Nicholas Metivier Gallery is pleased to announce Between Always and Never, an exhibition of new monotypes and paintings by Bobbie Burgers. The exhibition will open on September 10th and run until October 1st. This is Burgers’ third solo exhibition at the gallery.
Vancouver-based painter Bobbie Burgers is known for her experimental approach with mediums ranging from oil pastel to spray paint to impastoed acrylic. Her ongoing exploration of new methods and techniques has propelled her floral-inspired compositions into new territories, with increasing abstraction defining her gestural application of colour on canvas and paper.
Central to this exhibition is an ambitious series of new monotypes by Burgers, printed last spring with Master Printer Gregory Burnet at Burnet Editions in New York City and published by Nicholas Metivier Gallery. This was Burgers’ first time working in this medium. Printmaking provides a distinct and often very different approach within an artist’s practice, opening up new realms of possibilities, ideas, and methods of working. With the monotype process, an artist draws or paints directly onto a plate to create a single unique print. For Burgers, it was an ideal medium to adapt her signature expressive mark-making from painting to printmaking.

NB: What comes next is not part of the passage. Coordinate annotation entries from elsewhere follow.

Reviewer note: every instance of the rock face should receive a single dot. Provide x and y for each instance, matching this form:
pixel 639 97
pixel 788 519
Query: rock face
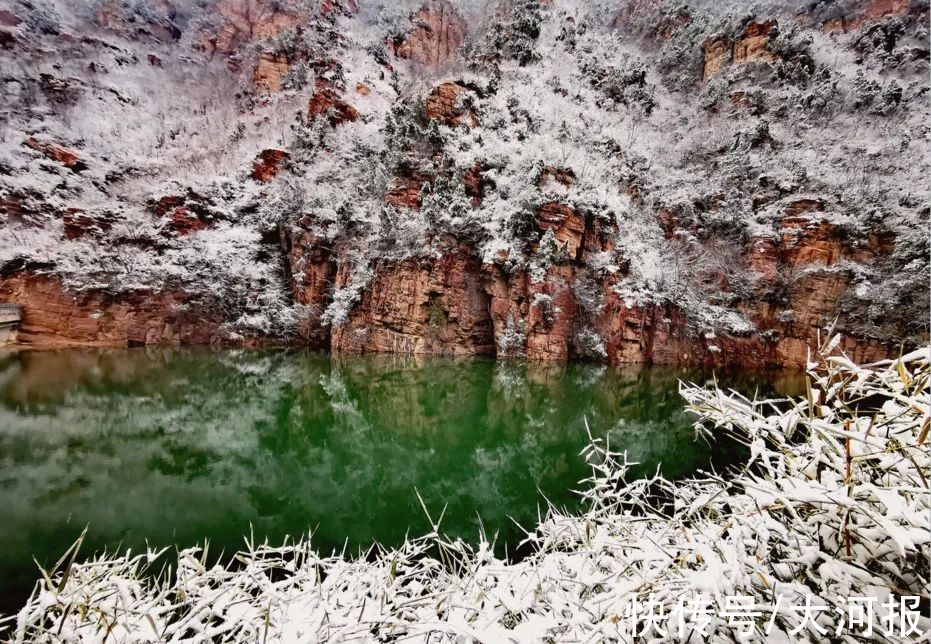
pixel 183 215
pixel 752 44
pixel 326 102
pixel 422 306
pixel 268 164
pixel 245 21
pixel 269 71
pixel 858 14
pixel 436 33
pixel 446 104
pixel 53 316
pixel 59 153
pixel 77 223
pixel 312 266
pixel 405 192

Using oil paints and printing inks, Burgers created multi-colour diptychs that echo the nuanced and ethereal qualities that characterize her recent paintings on raw canvas. The diptychs required multiple impressions, to add additional compositional elements after they had been run through the printing press. This technique enhanced the texture and dimension of her monotypes and required careful consideration of the relationship between the two sheets of paper.
In a series of monochromatic works, Burgers embraced one of the most definitive characteristics of the monotypes, the ability to take marks away. Vibrant blue and red inks were rolled onto Plexiglas plates then removed and shaped using sponges, felt tips, spoolies (mascara wands) and spray bottles filled with mineral spirits.
Burgers’ printmaking experience at Burnet Editions has pushed her practice to new horizons because of the spontaneous nature of the monotype medium. When she returned to her Vancouver studio, Burgers made a series of diptych paintings based on what she learned in New York. These works are shown in context with Burgers’ monotypes as part of the exhibition.
Creating a print that is singular, I came to understand a different method of mark-making that shook up my deeply ingrained routine. Instead of thick brushstrokes, the oils and printing inks had to be deadly smooth. For the most part, rather than applying colour, I was taking away. There is no moving or adding of marks after its run through the press, which is very different from painting or drawing which can be infinitely altered. I had to be decisive and take larger leaps of faith.